After the incident, the UK took a number of measures, including expelling 21 Russians officials from England.

A number of other states have taken similar action, and Russia has responded in like, expelling their diplomats too.

English courts

Equally striking to the poisoning incidents, is the prominence of the English courts in the background of these dark, peculiar stories.

For example, Berezovsky, a friend of Glushkov, had a long-running fight with fellow Russian oligarch Roman Abramovich, who this month won a victory in his lengthy fight to sell a small stake in Russia’s largest mining company.

Meanwhile, Glushkov himself was facing fraud allegations from the Russian airline Aeroflot at the Commercial Court in London just before his death.

Russian involvement in the London economy is well-known; sightseeing through the heavily Russian residential areas has been embraced by the capital’s enterprising tour guides.

The importance of Russian parties to the capital’s legal market, however, is less notorious.

This is in spite of the fact that, according to the Law Gazette, as much as 60% of the Commercial Court’s caseload in 2012 involved parties from Russia or another former Soviet republic.

Claimants with names like Deripaska or Cherney file in the English commercial courts alongside major companies and international banks, often tussling over billions of dollars at a time.

Prestigious law firms routinely advertise their multilingual services to these ultra-high-value clients, to protect their luxury goods and questionable histories.

Criminal cash

Yet Russians are not just parties to actions; they are often, perhaps increasingly, the subject of criminal investigation.

The UK became more dangerous for Russian emigrés after the assassination of Alexander Litvinenko, which was regarded as a new and vengeful approach to enemies of President Putin.

At the same time, the UK gradually ramped up its sanctions through the EU and UN in response to Russian foreign policy, from Georgia to Ukraine to Syria. The latest, fairly mild round of sanctions in response to the Skripal poisoning comes alongside the expansion of investigatory powers in the Criminal Finances Act 2017.

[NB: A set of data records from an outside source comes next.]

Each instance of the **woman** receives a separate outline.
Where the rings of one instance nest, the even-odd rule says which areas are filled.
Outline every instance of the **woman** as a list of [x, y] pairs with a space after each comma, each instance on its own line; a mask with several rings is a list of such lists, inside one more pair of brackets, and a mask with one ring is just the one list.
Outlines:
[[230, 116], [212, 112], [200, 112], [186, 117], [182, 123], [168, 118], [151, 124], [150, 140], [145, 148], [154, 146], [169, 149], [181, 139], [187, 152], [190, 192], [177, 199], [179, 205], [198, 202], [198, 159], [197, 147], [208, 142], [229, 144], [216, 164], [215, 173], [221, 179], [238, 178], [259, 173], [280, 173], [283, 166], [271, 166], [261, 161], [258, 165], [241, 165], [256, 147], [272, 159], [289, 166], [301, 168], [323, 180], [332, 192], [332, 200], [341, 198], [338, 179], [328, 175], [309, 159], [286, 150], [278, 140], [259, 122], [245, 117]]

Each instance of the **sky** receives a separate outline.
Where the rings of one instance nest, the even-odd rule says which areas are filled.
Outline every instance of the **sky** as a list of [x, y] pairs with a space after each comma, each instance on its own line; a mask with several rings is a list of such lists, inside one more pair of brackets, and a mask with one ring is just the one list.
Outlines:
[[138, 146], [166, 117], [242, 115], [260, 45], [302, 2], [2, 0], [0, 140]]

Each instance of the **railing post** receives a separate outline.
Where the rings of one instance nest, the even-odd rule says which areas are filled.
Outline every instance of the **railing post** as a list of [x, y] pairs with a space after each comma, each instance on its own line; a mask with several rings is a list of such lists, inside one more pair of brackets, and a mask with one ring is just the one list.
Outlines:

Russian money of dubious provenance now looks less secure in the UK than it once did – much like prominent Russians themselves.

Sanctions

Meanwhile, at home in Russia, the legal firms operating in Moscow and St Petersburg under the domestic legal system have faced blunt financial pressures as a result of the sanctions.

International firms have gradually reduced their presence as sanctions reduce the ability of potential parties and investors to raise the eye-watering sums of money needed to conduct this sort of litigation.

After some consternation, arbitration rules passed by the Duma in 2016 confirmed the justiciability of Russian corporate disputes in foreign – in practice, English – courts, reinforcing London’s appeal to litigators just as the Russian market became more challenging.

The complex economic and indeed political picture facing the English courts can be understood with a case study.

Sergei Pugachev, once known as ‘the Kremlin’s banker’, left Russia for London after his relationship with Vladimir Putin soured in 2011, whereupon he was accused of embezzlement.

Far from safety, though, several attempts on his life were made (including suspicious devices under his car, which were suspected to be either tracking devices or a bomb) while a series of adverse judgments were rendered against him by the English courts.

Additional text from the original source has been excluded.